Forward Flow Agreements - Similar in size to warehouse facilities with a related amount of time required to close a deal. Terms will be shorter and more like two years or less. If scaling rapidly, these arrangements can provide needed breathing room. Originators can earn revenues from a) originating loans, b) servicing loans, and c) interest income above a forward flow buyer’s required bogey (or minimum return threshold). These financing arrangements are often synonymous with later-stage companies who have more data and loan tape to underwrite against. Check out this white paper from Clifford Chance on these transactions.
Recurring-revenue Advances - The area of revenue-based financing has grown tremendously in recent years alongside the explosion in SaaS (software-as-a-service) business models. Early-stage companies with hundreds of thousands in recurring revenue can get advances ranging in size from 3-12x MRR (monthly recurring revenue). Generally speaking, terms will be for a year or less, require no warrants or dilution, and have no covenants. Check out these providers resources for more information: Lighter Capital, Stripe, Pipe, and Capchase. Also, review this analysis from Toptal on recurring revenue advances.
Venture Debt - Venture debt is an alternative to equity and has re-emerged in recent years given the challenges in raising venture capital and the overall economic environment. A venture debt transaction typically is done via a senior loan that is either secured or unsecured and is quite bespoke depending on the company, stage, characteristics, and other factors. A venture debt facility will often include warrants (also known as equity kickers) as part of the lender’s term sheet as well as amortization after an initial seasoning period lasting upwards of 6-12 months. SVB, a Division of First Citizens Bank, is one of the largest providers of venture debt. I recommend reading this piece from SVB and this white paper from Bessemer Ventures to learn more.
Loans from Family and Friends - One of the best pieces of advice I heard recently on the topic of fundraising strategy was to have an ‘institutionalized way to know who you know.’ Create a detailed map of your relationships instead of simply scanning a list of contacts and then execute an outreach strategy. This is such wise advice. In thinking about capital providers for your fintech or specfin startup, institutional investors, including private credit funds and large banks are going to be much harder to secure commitments from early on. Some of the more flexible, nimble institutional investors who are willing to invest in an unproven venture will take you more seriously at the early stages. While certain strategic investors and lenders are worth pursuing, as outlined in prior posts, one of the best, if not the best channels to consider, are your family and friends.

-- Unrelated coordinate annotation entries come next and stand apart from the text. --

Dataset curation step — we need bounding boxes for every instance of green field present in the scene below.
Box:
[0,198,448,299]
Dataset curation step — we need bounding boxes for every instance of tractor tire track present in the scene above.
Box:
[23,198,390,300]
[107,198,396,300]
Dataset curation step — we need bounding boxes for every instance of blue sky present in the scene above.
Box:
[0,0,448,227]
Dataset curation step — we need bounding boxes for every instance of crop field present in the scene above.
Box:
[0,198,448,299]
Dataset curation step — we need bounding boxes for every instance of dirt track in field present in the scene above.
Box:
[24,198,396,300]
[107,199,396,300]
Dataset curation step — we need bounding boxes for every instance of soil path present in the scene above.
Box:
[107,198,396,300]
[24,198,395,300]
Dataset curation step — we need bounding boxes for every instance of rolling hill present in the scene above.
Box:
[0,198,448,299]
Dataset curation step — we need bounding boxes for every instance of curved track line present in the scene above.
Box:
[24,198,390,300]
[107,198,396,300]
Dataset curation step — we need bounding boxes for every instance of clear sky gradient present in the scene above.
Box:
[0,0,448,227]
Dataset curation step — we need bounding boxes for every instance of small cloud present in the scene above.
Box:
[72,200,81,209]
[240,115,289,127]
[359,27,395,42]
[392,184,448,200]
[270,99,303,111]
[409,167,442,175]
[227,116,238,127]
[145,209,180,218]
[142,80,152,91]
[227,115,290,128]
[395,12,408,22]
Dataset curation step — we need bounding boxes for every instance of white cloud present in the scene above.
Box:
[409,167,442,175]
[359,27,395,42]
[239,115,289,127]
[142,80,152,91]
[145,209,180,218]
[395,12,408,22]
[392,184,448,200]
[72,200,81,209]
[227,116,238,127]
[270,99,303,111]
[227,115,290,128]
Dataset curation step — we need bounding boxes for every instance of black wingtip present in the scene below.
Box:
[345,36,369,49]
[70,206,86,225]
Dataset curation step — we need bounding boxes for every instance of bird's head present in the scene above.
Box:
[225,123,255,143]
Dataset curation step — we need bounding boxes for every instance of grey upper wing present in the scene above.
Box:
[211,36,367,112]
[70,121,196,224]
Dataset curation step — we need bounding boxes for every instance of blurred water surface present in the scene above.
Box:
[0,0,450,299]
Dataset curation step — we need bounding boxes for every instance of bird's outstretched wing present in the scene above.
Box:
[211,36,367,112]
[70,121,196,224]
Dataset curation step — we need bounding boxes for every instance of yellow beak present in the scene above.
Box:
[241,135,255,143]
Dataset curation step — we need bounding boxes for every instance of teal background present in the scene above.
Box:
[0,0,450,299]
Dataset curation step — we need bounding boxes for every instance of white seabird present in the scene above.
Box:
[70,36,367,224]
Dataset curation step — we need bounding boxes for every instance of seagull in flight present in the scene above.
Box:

While getting meetings (ideally in person) with large capital allocators can be a signal of traction, many times your highest ROI from capital markets activities in the early days will be from your personal and professional networks, as well as friends and family. I like the idea I heard recently of setting up an executive feeder fund to pool smaller commitments. Early-stage founders often make the mistake of overlooking this valuable set of relationships in their quest to pursue large, well known lenders. When thinking about your closest relationships, don’t forget mentors, sponsors from prior jobs, former managers and bosses, colleagues at previous employers, ex-classmates, old teammates, professionals in your community in the financial industry, as well as the introductions any of these individuals may be willing to offer.
The foundation of an effective capital raising process is good planning. It is essential to know what kind of capital you need and why. Understanding the relevant timing, sizing, characteristics, and trade-offs amongst these five financing options will help narrow your focus. On my ATLalts podcast and in future posts I will spend time interviewing experts about each of these options given their importance to early-stage fintech lenders and emerging specialty finance companies. In the earliest days of your organization, your time is likely going to be spent looking for deals, raising money, and building your company. Organization, clear and concise messaging, effective and succinct articulation of your value proposition, professional and consistent follow up, and a relentlessness to find lenders and investors who believe in you and your success is time well spent.